I sit on the couch next to May and pull her head into my lap. She looks for all the world as if she’s just fallen asleep and could wake any moment. Even her skin and clothes are clean as if preserved by whatever magic keeps her slumbering in stasis. I brush a lock of her soft, blond hair back from her face.
You’re safe now.
“Do you think he’ll come back?” She rubs her chest at about the spot where her necklace would rest.
The hope in Sylvie’s voice stills my hand on May’s brow.
“I don’t know.” He betrayed his king. Would he even be welcome? Yet, so did I…
But Riven lied to me too.
So many lies. So much deception. They weigh me down like an anchor, dragging me into the cushions.
“The better question is, will Sigurd have Galen shift him back?” Ambrose joins us in the room. Fatigue drags his steps as he stumbles into a chair across from Sylvie.
“Could he? Even with the wards?” I ask.
“He could. At least until Riven is well enough to adjust them.”
Sylvie flinches. Adjusting the wards would bar Galen from the territory…and anyone he planned to bring back with him.
I clutch May tightly to me. “Then we’re not safe, even here.”
“You’ll be safe in this room, as will May. Riven’s rooms are specially warded so that only he can shift straight here.”
My shoulders droop, but I keep my arms cocooned around my sister.
“How do I wake her?” I ask Ambrose, changing the topic away from Galen for Sylvie’s benefit, if nothing else.
“Iason will know how.
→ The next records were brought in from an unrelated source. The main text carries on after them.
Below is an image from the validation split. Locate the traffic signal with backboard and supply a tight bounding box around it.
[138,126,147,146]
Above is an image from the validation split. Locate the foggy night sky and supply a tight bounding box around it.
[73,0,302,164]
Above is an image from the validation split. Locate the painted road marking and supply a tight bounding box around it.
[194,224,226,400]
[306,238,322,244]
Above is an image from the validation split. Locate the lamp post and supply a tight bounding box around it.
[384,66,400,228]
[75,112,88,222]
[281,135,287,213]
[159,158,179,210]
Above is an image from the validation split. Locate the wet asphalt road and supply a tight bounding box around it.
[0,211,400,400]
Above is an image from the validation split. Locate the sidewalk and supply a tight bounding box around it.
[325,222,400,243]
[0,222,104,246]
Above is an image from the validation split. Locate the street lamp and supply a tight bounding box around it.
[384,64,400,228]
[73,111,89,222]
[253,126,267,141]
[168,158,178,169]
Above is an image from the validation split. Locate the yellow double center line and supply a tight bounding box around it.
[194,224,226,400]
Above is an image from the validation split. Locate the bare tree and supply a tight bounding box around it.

We’ll ask him to do it first thing in the morning after he checks on Riven again.” Ambrose cocks his head side to side, staring at May.
His rapt attention stirs up the worries still knotted in my stomach. “What is it?”
He scratches his chin. “Her gift has developed greatly, almost to maturity, yet her body remains young.”
I clutch her tighter to me. “How? What does that mean?”
“Maybe some kind of Unseelie magic? I don’t know. But she should be able to see our world as you do, to be here without any ill effects.”
“Ill effects?” My skin prickles. Way to bring those up now…
“Headaches, confusion, disorientation,” Sylvie lists them as though reading from a textbook, her voice empty as the look in her eyes. “Our texts say that young humans have a hard time with our world if their gift is not developed. It would be even worse for the un-gifted, rendering them insane within hours or days.”
Her words send a shudder through my body. Gifted humans can improve their magic. My sister can help them. A chill settles in as the shudder subsides.
“She’s going home, back where she belongs.” I eye the two of them in challenge.
Ambrose raises his hands in the air. “Yes, she is, we promised. But she can visit from time to time if she wants to.”
My lips thin.
“And if she doesn’t, then that’s fine as well,” he adds.
Fine. But first, we have to get her home. “Any news from the door? Any sight of my father?”
Riven had used his power to appear to my father in a dream, just as he had me. Or so he said. But would Dad listen to such a thing? It’d taken many times before I truly believed Riven wasn’t just some recurring dream I’d concocted in my grief. Honestly, a part of me wasn’t totally convinced until I met him again at the circle of trees.